I have a question about how rebasing works in git, in part because whenever I ask other devs questions about it I get vague, abstract, high level "architect-y speak" that doesn't make a whole lot of sense to me.

It sounds as if rebasing "replays" commits, one after another (so sequentially) from the source branch over the changes in my working branch, is this the case? So if I have a feature branch, say, feature/xyz-123 that was cut from develop originally, and then I rebase from origin/develop, then it replays all the commits made to develop since I branched off of it. Furthermore, it does so, one develop commit at a time, until all the changes have been "replayed" into my feature branch, yes?

If anything I have said above is incorrect or misled, please begin by correcting me! But assuming I'm more or less correct, I'm not seeing how this is any different than merging in changes from develop by doing a git merge develop. Don't both methods result with all the latest changes from develop making their way into feature/xyz-123?
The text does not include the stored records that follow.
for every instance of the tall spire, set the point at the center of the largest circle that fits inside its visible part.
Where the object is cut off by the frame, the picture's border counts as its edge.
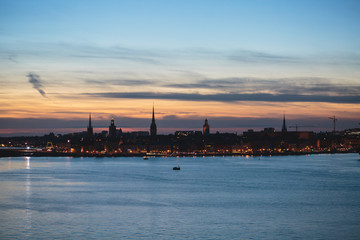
(284, 128)
(153, 128)
(89, 120)
(153, 119)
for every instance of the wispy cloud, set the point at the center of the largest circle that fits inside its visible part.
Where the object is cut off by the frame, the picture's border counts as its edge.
(254, 56)
(34, 79)
(298, 85)
(230, 97)
(121, 82)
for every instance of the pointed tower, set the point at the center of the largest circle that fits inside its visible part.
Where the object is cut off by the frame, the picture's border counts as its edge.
(284, 128)
(153, 128)
(112, 130)
(206, 128)
(89, 140)
(90, 131)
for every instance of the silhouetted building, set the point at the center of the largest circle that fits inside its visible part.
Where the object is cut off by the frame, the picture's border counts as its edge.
(206, 128)
(89, 141)
(153, 128)
(284, 128)
(112, 130)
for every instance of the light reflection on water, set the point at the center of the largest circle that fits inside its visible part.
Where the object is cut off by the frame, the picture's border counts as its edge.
(304, 197)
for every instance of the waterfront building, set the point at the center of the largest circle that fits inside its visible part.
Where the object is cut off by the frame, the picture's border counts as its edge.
(153, 128)
(112, 130)
(284, 128)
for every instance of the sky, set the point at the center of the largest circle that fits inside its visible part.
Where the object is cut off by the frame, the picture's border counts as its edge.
(240, 64)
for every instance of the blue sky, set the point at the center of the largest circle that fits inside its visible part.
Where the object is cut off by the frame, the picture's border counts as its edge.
(272, 55)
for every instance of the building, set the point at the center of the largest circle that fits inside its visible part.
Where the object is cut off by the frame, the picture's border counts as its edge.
(284, 128)
(89, 140)
(112, 130)
(206, 128)
(153, 129)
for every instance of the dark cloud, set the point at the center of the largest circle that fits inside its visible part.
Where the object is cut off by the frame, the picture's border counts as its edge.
(169, 124)
(230, 97)
(34, 79)
(300, 85)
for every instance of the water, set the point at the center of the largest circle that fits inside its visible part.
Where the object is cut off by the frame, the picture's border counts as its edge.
(292, 197)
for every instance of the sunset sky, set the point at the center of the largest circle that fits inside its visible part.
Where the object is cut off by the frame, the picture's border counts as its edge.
(240, 64)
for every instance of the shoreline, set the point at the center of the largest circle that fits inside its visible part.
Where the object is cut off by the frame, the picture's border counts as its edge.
(31, 153)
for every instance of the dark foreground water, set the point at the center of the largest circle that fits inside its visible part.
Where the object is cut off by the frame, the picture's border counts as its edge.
(293, 197)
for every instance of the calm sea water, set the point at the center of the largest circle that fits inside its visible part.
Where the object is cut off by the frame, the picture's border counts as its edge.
(288, 197)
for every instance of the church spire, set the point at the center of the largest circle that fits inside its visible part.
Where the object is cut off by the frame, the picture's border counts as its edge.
(90, 120)
(153, 128)
(284, 128)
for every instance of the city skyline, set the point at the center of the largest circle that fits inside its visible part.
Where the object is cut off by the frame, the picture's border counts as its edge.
(239, 64)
I'm sure this is not the case but I'm just not seeing the forest through the trees here. If someone could give a concrete example (with perhaps some mock commits and git command line invocations) I might be able to understand the difference in how rebase works versus a merge. Thanks in advance!


Solution

  • RomainValeri's answer covers a lot of this, but let me add a few more items:

    • "Replaying" a commit is a matter of running git cherry-pick or doing something equivalent. Some versions of git rebase literally do run git cherry-pick and if you want to think about how rebase works, that's the concrete piece to consider. (If you want to get into all the side details, the other principal way to "copy" a commit is to use git format-patch and git am: this goes faster because it doesn't handle renames properly. So the cherry-pick method is normally better. It was not the default until relatively recently, though, except for interactive rebases and any rebases that used the interactive machinery.)
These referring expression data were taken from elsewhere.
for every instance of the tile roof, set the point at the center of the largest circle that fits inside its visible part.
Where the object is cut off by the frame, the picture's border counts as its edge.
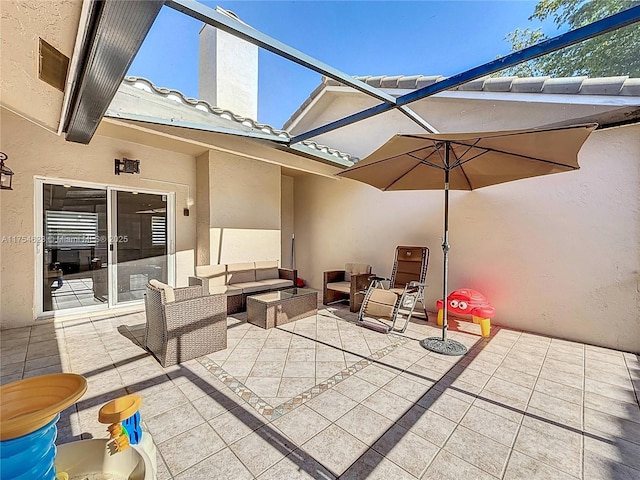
(219, 116)
(611, 86)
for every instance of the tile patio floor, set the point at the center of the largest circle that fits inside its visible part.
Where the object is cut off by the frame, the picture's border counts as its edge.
(323, 398)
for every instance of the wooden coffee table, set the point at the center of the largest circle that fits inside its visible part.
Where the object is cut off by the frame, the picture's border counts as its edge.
(268, 310)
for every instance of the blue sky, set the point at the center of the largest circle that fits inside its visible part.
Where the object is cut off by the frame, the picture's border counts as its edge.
(356, 37)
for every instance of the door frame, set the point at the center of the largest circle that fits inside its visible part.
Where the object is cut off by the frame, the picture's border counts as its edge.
(38, 244)
(112, 215)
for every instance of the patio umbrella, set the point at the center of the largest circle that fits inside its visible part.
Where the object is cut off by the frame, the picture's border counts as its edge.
(466, 161)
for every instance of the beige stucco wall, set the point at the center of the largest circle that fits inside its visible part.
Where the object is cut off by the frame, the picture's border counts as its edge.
(287, 222)
(557, 255)
(22, 24)
(38, 152)
(244, 214)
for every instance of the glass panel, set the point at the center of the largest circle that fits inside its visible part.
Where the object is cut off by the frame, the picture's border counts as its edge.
(140, 243)
(75, 247)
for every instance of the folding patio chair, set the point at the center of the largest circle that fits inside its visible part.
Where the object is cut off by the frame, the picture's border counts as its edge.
(383, 306)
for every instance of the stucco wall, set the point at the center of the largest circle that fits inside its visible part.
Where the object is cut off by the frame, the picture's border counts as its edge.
(557, 255)
(287, 229)
(22, 24)
(228, 72)
(34, 151)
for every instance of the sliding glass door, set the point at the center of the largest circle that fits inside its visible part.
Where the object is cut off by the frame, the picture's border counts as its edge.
(99, 245)
(74, 248)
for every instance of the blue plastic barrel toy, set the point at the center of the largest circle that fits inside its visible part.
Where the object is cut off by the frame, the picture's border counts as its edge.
(30, 456)
(29, 411)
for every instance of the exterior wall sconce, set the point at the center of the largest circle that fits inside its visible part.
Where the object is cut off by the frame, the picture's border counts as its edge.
(127, 166)
(6, 174)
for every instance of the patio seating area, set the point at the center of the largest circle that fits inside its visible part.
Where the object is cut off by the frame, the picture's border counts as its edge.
(322, 397)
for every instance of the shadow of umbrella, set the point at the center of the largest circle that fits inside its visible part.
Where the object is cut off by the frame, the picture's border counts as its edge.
(467, 161)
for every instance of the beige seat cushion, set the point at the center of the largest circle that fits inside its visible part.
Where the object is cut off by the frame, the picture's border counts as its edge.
(274, 283)
(252, 287)
(224, 290)
(344, 287)
(169, 295)
(355, 269)
(241, 273)
(217, 274)
(267, 270)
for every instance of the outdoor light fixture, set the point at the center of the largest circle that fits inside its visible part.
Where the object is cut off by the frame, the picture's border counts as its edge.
(127, 166)
(6, 174)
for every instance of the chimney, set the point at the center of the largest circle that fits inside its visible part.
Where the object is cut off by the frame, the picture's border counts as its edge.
(228, 74)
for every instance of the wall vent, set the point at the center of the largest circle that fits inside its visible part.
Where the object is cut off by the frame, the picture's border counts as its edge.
(53, 66)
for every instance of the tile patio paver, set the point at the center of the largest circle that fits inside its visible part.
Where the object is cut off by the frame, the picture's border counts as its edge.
(322, 397)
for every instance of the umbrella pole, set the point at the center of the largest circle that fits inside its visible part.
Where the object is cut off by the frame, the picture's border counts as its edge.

    • Merge commits literally cannot be cherry-picked, so when using git rebase --rebase-merges, Git can't do that. Instead, Git will re-perform the merges. That is, Git figures out, at the start of the rebase operation, which commits are ordinary (single-parent) commits that can be cherry-picked, and which ones are merges with two or more parents. It then lays out, in the interactive rebase script—this particular kind of rebase always uses the interactive machinery—the special extra commands that interactive rebase needs in order to run git merge again. You can see these commands by adding --interactive to your rebase command. Be careful if you edit them: they have to be run in the right order for everything to work.

    • If you have merge commits that git rebase would need to "replay", and you don't use --rebase-merges, git rebase simply drops these merge commits entirely. The result is ... often not good. 😀 But if you did a merge that you did not mean to do, and want to do a rebase instead, it actually is good: this strips out the final merge.

    The TL;DR version of this is: both are complicated. Using git merge often makes one (1) new merge commit, that combines work. Using git rebase copies, as if by cherry-pick, many commits, and abandons the old (and lousy?) commits for the new-and-improved copies.

    When using either git cherry-pick or git merge, merge conflicts can occur. Git 2.33 is likely to have git rerere enabled by default, so that any previous resolution for some particular merge conflict will be picked up automatically and re-used. Currently you must enable this manually. The way rerere works is a bit complicated; it's worth reading through this blog entry.